Mark peut désormais lancer de la musique, passer des appels vidéos ou encore allumer la lumière de son salon par la pensée. Comment ? L’homme de 64 ans, souffrant de sclérose latérale amyotrophique (ALS), ou maladie de Charcot, est doté d’un implant cérébral lui permettant d’utiliser Alexa, l’assistant virtuel d’Amazon. Dans un communiqué paru lundi 16 septembre, ce sexagénaire vivant en Pennsylvanie se réjouit : «Etre en mesure de maîtriser des aspects importants de mon environnement et de contrôler l’accès à du divertissement me rend l’indépendance que j’ai perdue».

Dans le détail, Synchron, l’entreprise new-yorkaise à l’origine de l’implant, explique que Mark – qui ne souhaite pas révéler son nom de famille – peut contrôler par la pensée la domotique intelligente d’Alexa par l’intermédiaire d’une fonctionnalité de sa tablette Fire (Amazon). Elle ajoute qu’il a pu sélectionner des options préprogrammées telles que passer des appels vidéo, lancer de la musique, lire des livres sur Kindle (liseuse d’Amazon) et même faire des achats sur le site du géant du commerce. «Sans utiliser ses mains, ni sa voix», insiste la start-up. Et tout cela grâce à son «BCI», comprendre son brain-computer interface ou appareil de communication cerveau-machine.

Avec ses airs de mini-cotte de mailles, l’appareil – parsemé d’électrodes – récolte les signaux neuronaux du cerveau du Mark. Sans y être directement implanté. En effet, il est inséré dans un vaisseau sanguin à la surface du cortex moteur, une région contrôlant les mouvements du corps. Surtout, il y est placé en passant par la veine jugulaire à la base du cou… Autrement dit : aucune opération «à cerveau ouvert» n’est nécessaire pour l’installer.

De quoi accorder à Synchron une place de choix dans la course à l’implant cérébral. D’autant plus que l’entreprise bénéficie de soutiens de poids : le cofondateur de Microsoft, Bill Gates, ainsi que le créateur d’Amazon, Jeff Bezos. Tous les deux ont participé à la levée de fonds de 75 millions de dollars de la boîte en 2022. En faisant d’office un sérieux rival pour Neuralink, la société du milliardaire Elon Musk.

Mark vs Musk

La start-up du patron de Tesla s’est illustrée en janvier après avoir posé son premier implant cérébral sur un patient, Noland Arbaugh, 29 ans, tétraplégique depuis un accident de plongée.

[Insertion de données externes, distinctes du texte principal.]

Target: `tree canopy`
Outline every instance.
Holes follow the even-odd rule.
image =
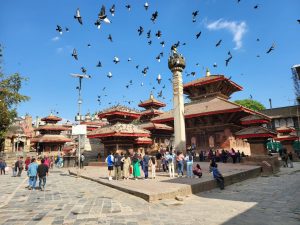
[[[26,78],[19,73],[4,75],[2,72],[2,47],[0,45],[0,150],[3,147],[5,133],[17,116],[19,103],[29,100],[28,96],[19,93]]]
[[[262,103],[253,99],[242,99],[242,100],[236,100],[234,102],[255,111],[266,109],[266,107]]]

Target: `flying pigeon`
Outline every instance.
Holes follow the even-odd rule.
[[[136,66],[135,66],[136,69],[139,69],[139,67],[140,67],[140,65],[136,65]]]
[[[198,34],[196,34],[196,39],[198,39],[200,37],[201,33],[202,32],[200,31]]]
[[[86,74],[86,69],[83,66],[81,67],[81,72]]]
[[[166,88],[166,85],[164,84],[164,86],[163,86],[162,88],[165,89],[165,88]]]
[[[81,16],[80,16],[79,8],[77,8],[77,10],[76,10],[76,14],[75,14],[75,16],[74,16],[74,19],[77,19],[78,22],[82,25],[82,18],[81,18]]]
[[[126,5],[125,7],[128,9],[128,11],[131,10],[131,6],[130,5]]]
[[[194,77],[196,76],[196,72],[191,72],[191,75]]]
[[[115,4],[112,5],[109,12],[111,13],[112,16],[115,16]]]
[[[146,10],[148,10],[148,8],[149,8],[149,3],[148,3],[148,2],[145,2],[144,8],[145,8]]]
[[[147,32],[147,38],[151,38],[151,30]]]
[[[260,41],[260,39],[259,39],[259,38],[256,38],[256,41]]]
[[[232,55],[230,55],[229,58],[227,58],[227,59],[225,60],[225,65],[226,65],[226,66],[228,66],[228,64],[229,64],[229,62],[230,62],[231,59],[232,59]]]
[[[192,12],[192,16],[193,16],[193,23],[195,23],[195,22],[196,22],[196,17],[198,16],[198,14],[199,14],[199,11],[198,11],[198,10],[196,10],[196,11]]]
[[[159,55],[160,55],[161,57],[164,57],[164,52],[160,52]]]
[[[87,46],[88,46],[89,48],[90,48],[90,47],[92,47],[92,45],[91,45],[90,43],[88,43],[88,45],[87,45]]]
[[[151,45],[152,44],[152,41],[150,40],[150,41],[148,41],[148,45]]]
[[[137,31],[139,32],[139,36],[141,36],[142,33],[144,32],[144,28],[142,26],[140,26]]]
[[[117,63],[120,62],[120,59],[119,59],[118,57],[115,56],[113,62],[114,62],[115,64],[117,64]]]
[[[156,56],[156,60],[157,60],[158,62],[160,62],[160,54],[159,54],[158,56]]]
[[[97,19],[97,21],[94,24],[95,24],[95,26],[97,26],[98,29],[101,28],[101,21],[100,21],[100,19]]]
[[[112,73],[111,73],[111,72],[108,72],[107,77],[108,77],[108,78],[112,78]]]
[[[153,23],[155,23],[157,17],[158,17],[158,12],[155,11],[155,12],[152,14],[151,21],[152,21]]]
[[[131,62],[131,60],[132,60],[132,59],[131,59],[130,57],[127,59],[128,62]]]
[[[77,55],[77,51],[75,48],[73,49],[72,56],[74,57],[74,59],[78,60],[78,55]]]
[[[129,81],[129,84],[132,85],[132,80]]]
[[[297,22],[300,24],[300,20],[297,20]]]
[[[98,14],[98,18],[103,21],[104,23],[110,23],[110,20],[107,18],[107,15],[105,13],[105,6],[102,5],[100,13]]]
[[[62,34],[62,29],[61,29],[61,26],[59,26],[59,25],[56,25],[56,30],[60,33],[60,34]]]
[[[143,82],[141,83],[141,86],[144,86],[144,83],[143,83]]]
[[[66,32],[69,32],[69,28],[68,27],[66,27]]]
[[[102,63],[99,61],[96,67],[102,67]]]
[[[161,82],[161,80],[162,80],[162,79],[161,79],[161,75],[160,75],[160,74],[158,74],[158,76],[157,76],[156,80],[157,80],[157,83],[158,83],[158,84],[160,84],[160,82]]]
[[[129,84],[126,85],[126,88],[127,88],[127,89],[129,88]]]
[[[220,40],[218,41],[218,43],[216,44],[216,47],[220,46],[221,42],[222,42],[222,39],[220,39]]]
[[[258,5],[255,5],[253,8],[254,8],[254,9],[258,9]]]
[[[113,39],[112,39],[111,34],[108,35],[108,38],[107,38],[107,39],[110,40],[110,42],[113,42]]]
[[[164,41],[160,42],[160,44],[161,44],[162,47],[165,47],[165,42]]]
[[[180,46],[180,41],[177,41],[177,43],[175,43],[173,46],[174,46],[175,48],[178,48],[178,47]]]
[[[144,74],[144,76],[146,76],[148,70],[149,70],[148,66],[143,69],[142,73]]]
[[[215,67],[215,68],[218,67],[217,63],[214,63],[213,67]]]
[[[160,91],[157,95],[158,98],[161,98],[162,97],[162,91]]]
[[[157,39],[160,39],[162,33],[160,30],[157,31],[157,33],[155,34],[155,36],[157,37]]]
[[[275,49],[275,44],[273,43],[272,46],[268,49],[267,54]]]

Deux mois plus tard, elle diffusait une vidéo montrant le jeune homme jouer aux échecs en ligne par la pensée. Toutefois, la réputation de l’entreprise, déjà accusée par des associations de maltraiter ses singes cobayes, avait pâti d’un incident qu’elle avait omis de mentionner : après l’opération, certains fils garnis d’électrodes s’étaient rétractés dans le cerveau de Noland Arbaugh. Un problème qui aurait depuis été réparé.

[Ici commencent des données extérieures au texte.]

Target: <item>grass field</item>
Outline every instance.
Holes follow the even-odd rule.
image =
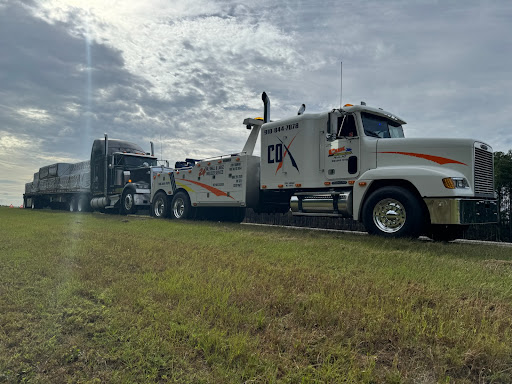
[[[0,383],[510,383],[512,250],[0,208]]]

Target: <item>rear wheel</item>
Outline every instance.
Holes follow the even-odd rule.
[[[416,238],[423,229],[423,207],[409,190],[383,187],[364,204],[363,224],[373,235]]]
[[[169,217],[169,199],[164,192],[158,192],[151,204],[151,214],[155,217]]]
[[[177,220],[189,219],[192,216],[192,206],[190,198],[184,192],[178,192],[174,195],[171,203],[171,217]]]

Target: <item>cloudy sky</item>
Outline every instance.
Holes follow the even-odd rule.
[[[92,141],[173,164],[239,151],[245,117],[381,107],[409,137],[512,149],[512,2],[0,0],[0,204]]]

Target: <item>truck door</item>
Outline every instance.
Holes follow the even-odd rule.
[[[360,140],[353,114],[332,113],[325,142],[327,179],[353,179],[359,174]]]

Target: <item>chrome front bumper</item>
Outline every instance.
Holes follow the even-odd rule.
[[[496,200],[424,199],[431,224],[486,224],[498,222]]]

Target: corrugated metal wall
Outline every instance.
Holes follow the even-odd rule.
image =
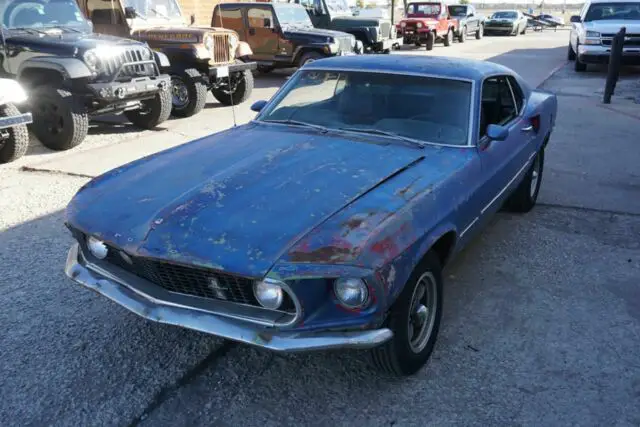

Qu’il s’agisse de Synchron ou de Neuralink, pour l’heure aucune société n’a obtenu l’autorisation de commercialiser ses implants. Ce qui n’empêche pas la première de connecter Mark à tout un tas de technologies, si l’on en croit sa chaîne YouTube. Avant Alexa, l’entreprise a ainsi déjà utilisé son appareil pour permettre au patient d’utiliser le casque de réalité mixte Apple Vision Pro, l’aidant ainsi à jouer au Solitaire ou à accéder à l’Apple TV. Auparavant, l’implant a aussi permis au sexagénaire de Pennsylvanie d’avoir recours à la technologie du robot conversationnel ChatGPT, et ainsi de l’assister dans la rédaction de certains messages.

D’après The Wired, la technologie de Synchron est pour l’heure déjà connectée à dix cerveaux humains : six aux Etats-Unis et quatre en Australie. La société prévoirait de lancer prochainement un essai clinique plus vaste. Avec davantage de patients.